Canadian retail sales are estimated to have risen 0.6% month-over-month in March 2026, marking a potential third consecutive monthly increase and signaling continued resilience in consumer demand despite a mixed macro backdrop.
The preliminary figure follows a revised 0.7% gain in February, slightly below the initial estimate of 0.9%, with sales increasing across seven of nine subsectors, according to data from Statistics Canada.
Motor vehicle and parts dealers led February’s gains, with sales rising 1.0%. The increase was driven by new car dealers, up 0.7%, alongside a sharper 4.0% jump in used vehicle sales. In contrast, gasoline stations and fuel vendors reported flat sales for the month.
Core retail sales—which exclude gasoline stations and motor vehicle and parts dealers—rose 0.6% in February, extending gains for a second consecutive month. The increase was supported by stronger activity at general merchandise retailers, where sales advanced 1.2%, and food and beverage retailers, which posted a 0.9% rise.

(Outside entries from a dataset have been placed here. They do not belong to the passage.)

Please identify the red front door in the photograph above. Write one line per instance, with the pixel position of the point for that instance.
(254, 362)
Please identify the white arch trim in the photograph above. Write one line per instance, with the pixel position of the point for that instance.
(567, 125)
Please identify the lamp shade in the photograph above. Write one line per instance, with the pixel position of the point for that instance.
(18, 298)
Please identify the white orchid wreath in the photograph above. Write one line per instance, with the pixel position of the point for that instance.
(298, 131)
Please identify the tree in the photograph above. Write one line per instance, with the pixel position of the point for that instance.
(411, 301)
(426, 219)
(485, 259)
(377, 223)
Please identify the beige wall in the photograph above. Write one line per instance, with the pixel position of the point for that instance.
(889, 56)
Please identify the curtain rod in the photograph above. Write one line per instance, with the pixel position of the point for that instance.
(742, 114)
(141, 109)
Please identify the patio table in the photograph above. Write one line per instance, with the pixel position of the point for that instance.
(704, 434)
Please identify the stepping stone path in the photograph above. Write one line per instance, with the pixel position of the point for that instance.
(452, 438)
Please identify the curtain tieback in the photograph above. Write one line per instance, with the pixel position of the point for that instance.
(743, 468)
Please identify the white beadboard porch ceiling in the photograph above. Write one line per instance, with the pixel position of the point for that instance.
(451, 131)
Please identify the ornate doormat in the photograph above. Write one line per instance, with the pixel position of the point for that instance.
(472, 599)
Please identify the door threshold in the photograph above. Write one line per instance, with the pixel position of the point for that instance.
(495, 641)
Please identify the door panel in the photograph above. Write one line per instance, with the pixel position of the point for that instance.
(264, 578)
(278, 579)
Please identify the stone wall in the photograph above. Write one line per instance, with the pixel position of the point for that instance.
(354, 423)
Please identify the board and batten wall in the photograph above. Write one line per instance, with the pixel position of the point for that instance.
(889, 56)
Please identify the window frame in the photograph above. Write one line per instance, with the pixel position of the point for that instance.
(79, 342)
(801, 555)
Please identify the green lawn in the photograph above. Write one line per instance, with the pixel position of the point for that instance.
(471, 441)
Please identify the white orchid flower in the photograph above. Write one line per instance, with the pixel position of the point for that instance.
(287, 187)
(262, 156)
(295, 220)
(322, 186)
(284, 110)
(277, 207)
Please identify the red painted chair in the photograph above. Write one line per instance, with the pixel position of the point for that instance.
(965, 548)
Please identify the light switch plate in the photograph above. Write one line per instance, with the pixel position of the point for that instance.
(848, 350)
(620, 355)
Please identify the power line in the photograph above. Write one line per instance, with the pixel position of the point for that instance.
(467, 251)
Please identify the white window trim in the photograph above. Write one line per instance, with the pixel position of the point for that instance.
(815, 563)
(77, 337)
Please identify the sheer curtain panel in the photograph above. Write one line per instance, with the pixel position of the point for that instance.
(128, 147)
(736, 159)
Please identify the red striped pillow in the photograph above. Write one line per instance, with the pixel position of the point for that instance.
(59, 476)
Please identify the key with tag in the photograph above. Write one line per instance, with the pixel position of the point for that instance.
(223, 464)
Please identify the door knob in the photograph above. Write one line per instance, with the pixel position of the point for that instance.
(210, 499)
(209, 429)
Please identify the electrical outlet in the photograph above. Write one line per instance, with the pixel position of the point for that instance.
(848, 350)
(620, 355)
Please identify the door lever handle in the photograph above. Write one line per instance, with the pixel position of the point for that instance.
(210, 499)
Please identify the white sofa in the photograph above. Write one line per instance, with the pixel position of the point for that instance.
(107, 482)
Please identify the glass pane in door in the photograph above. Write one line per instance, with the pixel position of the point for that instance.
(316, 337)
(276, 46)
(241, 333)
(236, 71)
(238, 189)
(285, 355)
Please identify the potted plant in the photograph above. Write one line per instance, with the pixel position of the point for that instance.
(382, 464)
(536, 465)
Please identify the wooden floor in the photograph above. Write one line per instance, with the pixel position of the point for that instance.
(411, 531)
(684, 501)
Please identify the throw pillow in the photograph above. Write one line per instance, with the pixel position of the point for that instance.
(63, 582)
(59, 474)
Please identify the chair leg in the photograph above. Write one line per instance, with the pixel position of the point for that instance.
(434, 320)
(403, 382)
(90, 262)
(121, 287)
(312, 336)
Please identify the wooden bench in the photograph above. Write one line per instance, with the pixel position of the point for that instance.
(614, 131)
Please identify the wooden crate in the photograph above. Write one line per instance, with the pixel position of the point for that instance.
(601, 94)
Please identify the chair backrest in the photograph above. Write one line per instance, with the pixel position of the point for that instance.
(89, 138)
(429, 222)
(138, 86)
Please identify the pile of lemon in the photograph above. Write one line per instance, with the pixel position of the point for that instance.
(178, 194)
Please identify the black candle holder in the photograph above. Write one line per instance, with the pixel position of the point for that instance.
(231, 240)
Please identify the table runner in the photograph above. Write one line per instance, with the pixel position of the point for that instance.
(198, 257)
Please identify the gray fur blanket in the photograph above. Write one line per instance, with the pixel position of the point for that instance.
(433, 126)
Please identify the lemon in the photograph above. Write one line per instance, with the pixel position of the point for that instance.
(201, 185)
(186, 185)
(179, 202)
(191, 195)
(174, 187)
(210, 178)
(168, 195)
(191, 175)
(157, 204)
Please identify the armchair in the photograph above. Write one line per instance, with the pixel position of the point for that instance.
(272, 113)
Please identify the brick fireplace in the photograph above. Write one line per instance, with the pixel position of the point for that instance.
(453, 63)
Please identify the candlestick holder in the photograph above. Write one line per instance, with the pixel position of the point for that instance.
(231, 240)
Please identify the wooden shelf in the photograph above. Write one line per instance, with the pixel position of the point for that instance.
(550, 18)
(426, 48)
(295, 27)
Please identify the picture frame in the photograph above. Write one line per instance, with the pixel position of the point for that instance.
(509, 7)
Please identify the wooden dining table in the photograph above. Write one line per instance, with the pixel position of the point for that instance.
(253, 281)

Additional strength was observed in discretionary segments, including clothing, accessories, footwear, jewelry, luggage, and leather goods, where sales increased 1.1%. Meanwhile, building material and garden equipment retailers recorded the steepest decline, with sales falling 0.6%.
The data points to a steady, though uneven, expansion in household spending, with gains concentrated in consumer staples and select discretionary categories, while interest rate-sensitive segments continue to face pressure.